Monday, January 17, 2011

Will 2011 be the "tipping point" for over-the-top video?

Ty Braswell wrote a thought-provoking post for VentureBeat, calling on his past experience as a music industry executive to suggest that the same dynamics that overturned the conventional order in the music business are happening in video:
  • Viewers now have easy access over the Internet to much the same content that was previously only available from cable, satellite and IPTV service providers
  • Convenience (for example, the ability to start watching a movie on your iPad, leave your house and pick up where you left off on your iPhone, and then come home and finish watching the movie on your HDTV) is driving consumer decisions
  • Service providers are raising prices, even while they're facing unprecedented competition from over-the-top video services
There is one big difference between the music industry's situation and that of the video industry: The music industry was decimated by completely free services such as Napster and P2P networks before Apple launched iTunes, while video content producers are still (relatively) healthy. The same formula that Apple came up with for iTunes in the music business is being applied to video successfully by Netflix, Amazon, and, to a lesser extent, Apple itself. There's money to be made, but who makes the money is shifting from the service providers to the over-the-top distributors and content providers.

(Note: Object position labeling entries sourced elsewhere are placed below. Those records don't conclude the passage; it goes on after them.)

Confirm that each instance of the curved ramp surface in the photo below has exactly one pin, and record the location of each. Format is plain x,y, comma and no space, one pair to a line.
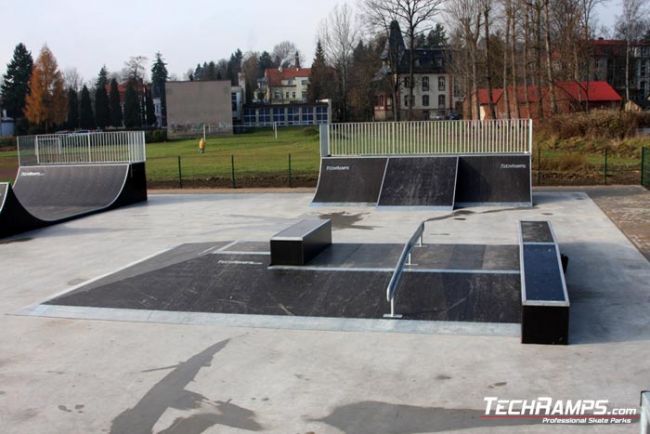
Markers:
45,195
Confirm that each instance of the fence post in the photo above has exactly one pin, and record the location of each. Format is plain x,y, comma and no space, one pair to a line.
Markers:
180,173
290,172
643,180
605,168
232,170
539,165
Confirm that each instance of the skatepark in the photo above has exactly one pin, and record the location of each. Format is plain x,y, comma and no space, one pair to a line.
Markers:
177,313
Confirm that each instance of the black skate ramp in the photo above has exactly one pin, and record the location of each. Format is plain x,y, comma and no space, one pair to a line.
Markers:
345,281
494,179
420,181
44,195
350,180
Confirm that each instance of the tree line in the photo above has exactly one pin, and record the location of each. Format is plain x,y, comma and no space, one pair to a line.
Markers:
43,99
489,44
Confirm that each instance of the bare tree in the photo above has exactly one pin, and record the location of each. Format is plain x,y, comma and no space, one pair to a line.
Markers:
630,25
72,79
413,15
465,16
284,53
339,34
135,68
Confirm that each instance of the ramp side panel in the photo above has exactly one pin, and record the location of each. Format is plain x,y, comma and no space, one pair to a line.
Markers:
494,179
415,181
353,180
14,218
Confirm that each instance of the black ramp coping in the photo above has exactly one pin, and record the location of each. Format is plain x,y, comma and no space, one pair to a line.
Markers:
536,232
419,181
542,273
494,179
350,180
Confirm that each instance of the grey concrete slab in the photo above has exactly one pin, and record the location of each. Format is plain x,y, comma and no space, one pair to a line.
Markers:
71,375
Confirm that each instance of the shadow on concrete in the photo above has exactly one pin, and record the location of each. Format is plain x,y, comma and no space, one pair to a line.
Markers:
170,392
371,417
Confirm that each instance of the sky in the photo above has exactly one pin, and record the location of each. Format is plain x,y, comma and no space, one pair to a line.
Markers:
88,34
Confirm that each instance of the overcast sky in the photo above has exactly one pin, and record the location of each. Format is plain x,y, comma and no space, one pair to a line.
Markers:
88,34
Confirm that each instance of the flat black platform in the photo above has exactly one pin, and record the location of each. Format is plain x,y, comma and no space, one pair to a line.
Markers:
45,195
475,283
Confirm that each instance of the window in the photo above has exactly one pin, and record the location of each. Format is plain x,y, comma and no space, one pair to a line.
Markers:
249,116
321,115
278,115
307,115
265,116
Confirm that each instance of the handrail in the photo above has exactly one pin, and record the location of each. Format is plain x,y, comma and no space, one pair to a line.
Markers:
391,289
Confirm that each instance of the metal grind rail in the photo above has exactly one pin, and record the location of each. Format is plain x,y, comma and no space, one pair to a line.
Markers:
404,259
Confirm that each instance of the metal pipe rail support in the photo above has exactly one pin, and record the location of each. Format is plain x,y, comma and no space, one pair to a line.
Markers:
404,259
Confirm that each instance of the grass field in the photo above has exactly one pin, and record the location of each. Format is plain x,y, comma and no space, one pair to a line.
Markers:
260,160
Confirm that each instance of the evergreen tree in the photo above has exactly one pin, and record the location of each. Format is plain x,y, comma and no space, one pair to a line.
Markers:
321,82
102,109
159,75
132,113
234,67
114,105
73,109
86,117
15,86
150,111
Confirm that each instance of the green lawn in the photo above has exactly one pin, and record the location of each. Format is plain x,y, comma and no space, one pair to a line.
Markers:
256,153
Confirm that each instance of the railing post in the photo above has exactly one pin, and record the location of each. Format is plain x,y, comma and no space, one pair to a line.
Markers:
232,170
605,168
290,171
180,173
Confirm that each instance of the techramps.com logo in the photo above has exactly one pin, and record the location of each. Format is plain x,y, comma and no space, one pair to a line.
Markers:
559,411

Braswell gives the example of ESPN, which typically charges $4 per month per cable subscriber. What if millions of consumers were willing to pay $12/month to ESPN if they could get it wherever they want, without a cable subscription? ESPN would be way ahead, even if 30% or 40% of the gross revenues went to Netflix, Amazon or Apple, and those companies handled distribution and billing.

I'm not a big sports fan, but I'd gladly spend $10/month for the Discovery and National Geographic networks, and go back to basic cable for everything else. Could Time Warner sell a bundle of its cable channels directly? I think that it could. Would Fox News viewers pay for anywhere, anytime access to the Fox cable networks? I believe they would. Even better, unlike the music business where there's Apple and everybody else, no one company dominates over-the-top video distribution. Netflix is the biggest player, but by no means is it the only player. That gives the movie studios and cable networks more negotiating power and pricing leverage.

Content providers can see the new over-the-top landscape as "the sky falling", or they can see it as an opportunity to gain more control over their pricing and distribution.